Ann Vasc Surg. 1996 Jul;10(4):336-46. doi: 10.1007/BF02286777.
This study evaluated the deployment and short-term healing of thin-walled expanded polytetrafluoroethylene (ePTFE) stented grafts and covered stents as endoluminal prostheses in normal canine aortas and in an abdominal aortic aneurysm (AAA) model. Stented grafts consisted of a 7 cm length of 3 mm internal diameter ePTFE graft (Impra, Inc., Tempe, Ariz.) with two P-188 Palmaz stents (Johnson & Johnson Interventional Systems, Warren, N.J.) deployed along the inner surface of the ends of the graft to secure the prosthesis to the arterial wall. Covered stents were fabricated by placing a 3.7 cm length of 3 mm internal diameter thin-walled ePTFE graft over a P-394 Palmaz stent. Four covered stents and four stented graft prostheses (two of each prototype in the normal canine aorta and AAA model) were implanted in eight animals. One prosthesis of each type in each model was removed at 30 days and one at 60 days. Prior to removal, prostheses were evaluated by CT scan, arteriography, and intravascular ultrasound imaging with values compared to those obtained when the prostheses were deployed. Gross inspection and microscopic evaluation were performed at scheduled explantation. In general, the stented grafts were more difficult to accurately deploy. Healing and maintenance of long-term patency without significant luminal obstruction or occlusion occurred in only one 30-day sample in a normal canine aorta. The 30-day stented graft specimen that had been implanted in an AAA and required the addition of a covered stent to seal a maldeployment of the distal segment was also patent. The 60-day stented graft in the normal canine aorta was occluded with narrowing of the graft between the stents. The 60-day stented graft in the AAA was patent with one central fold and thrombus occupying approximately 20% to 30% of the lumen at this site. In contrast, the covered stent devices were less difficult to accurately deploy. All of the covered stent devices were patent with well-incorporated surfaces. Deployment of covered stents was more accurate and less complicated compared to stented grafts. All patent endoluminal prostheses and stent surfaces were well incorporated into aortic tissues. Problems with graft narrowing, folding, and subsequent thrombosis occurred in the unstented segments of the stented grafts. These preliminary findings support the further development and use of completely supported (stented) devices as endoluminal prostheses.

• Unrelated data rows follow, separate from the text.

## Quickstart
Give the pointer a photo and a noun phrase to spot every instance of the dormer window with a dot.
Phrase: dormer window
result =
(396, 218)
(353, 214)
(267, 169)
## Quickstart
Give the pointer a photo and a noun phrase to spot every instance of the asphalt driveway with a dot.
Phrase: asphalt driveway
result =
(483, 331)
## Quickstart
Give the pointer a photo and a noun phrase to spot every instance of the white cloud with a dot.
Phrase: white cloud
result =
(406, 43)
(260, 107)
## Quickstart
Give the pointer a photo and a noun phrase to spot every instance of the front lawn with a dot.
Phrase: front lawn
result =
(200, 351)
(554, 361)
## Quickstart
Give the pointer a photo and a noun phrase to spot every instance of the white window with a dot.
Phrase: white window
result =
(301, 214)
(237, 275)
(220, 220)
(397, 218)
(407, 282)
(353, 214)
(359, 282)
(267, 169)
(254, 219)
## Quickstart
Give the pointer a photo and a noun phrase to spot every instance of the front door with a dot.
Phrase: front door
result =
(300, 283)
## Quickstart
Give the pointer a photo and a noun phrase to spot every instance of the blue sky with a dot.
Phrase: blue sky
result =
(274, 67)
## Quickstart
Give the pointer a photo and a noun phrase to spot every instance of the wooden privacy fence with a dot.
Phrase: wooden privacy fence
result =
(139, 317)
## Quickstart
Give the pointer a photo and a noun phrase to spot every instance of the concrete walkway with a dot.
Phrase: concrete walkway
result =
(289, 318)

本研究评估了薄壁膨体聚四氟乙烯(ePTFE)带支架移植物和覆膜支架作为腔内假体在正常犬主动脉和腹主动脉瘤(AAA)模型中的植入及短期愈合情况。带支架移植物由一段7厘米长、内径3毫米的ePTFE移植物(Impra公司,亚利桑那州坦佩)和两个P - 188 Palmaz支架(强生介入系统公司,新泽西州沃伦)组成,这两个支架沿移植物末端的内表面展开,以将假体固定在动脉壁上。覆膜支架是通过将一段3.7厘米长、内径3毫米的薄壁ePTFE移植物覆盖在一个P - 394 Palmaz支架上制成的。在八只动物体内植入了四个覆膜支架和四个带支架移植物假体(正常犬主动脉和AAA模型中各有两个每种原型)。在每个模型中,每种类型的一个假体在30天时取出,另一个在60天时取出。在取出之前,通过CT扫描、动脉造影和血管内超声成像对假体进行评估,并将评估值与假体植入时获得的值进行比较。在预定的取出时间进行大体检查和显微镜评估。总体而言,带支架移植物更难以准确植入。在正常犬主动脉中,仅一个30天的样本实现了长期通畅的愈合和维持,且无明显的管腔阻塞或闭塞。植入AAA模型中的30天带支架移植物样本,由于远端节段植入不当需要添加一个覆膜支架来封闭,该样本也是通畅的。正常犬主动脉中的60天带支架移植物被阻塞,支架之间的移植物出现狭窄。AAA模型中的60天带支架移植物是通畅的,有一个中央褶皱,此处血栓占据管腔的约20%至30%。相比之下,覆膜支架装置更易于准确植入。所有覆膜支架装置都是通畅的,表面整合良好。与带支架移植物相比,覆膜支架的植入更准确且更简单。所有通畅的腔内假体和支架表面都很好地整合到主动脉组织中。带支架移植物的无支架节段出现了移植物狭窄、折叠及随后的血栓形成问题。这些初步研究结果支持进一步开发和使用完全支撑(带支架)的装置作为腔内假体。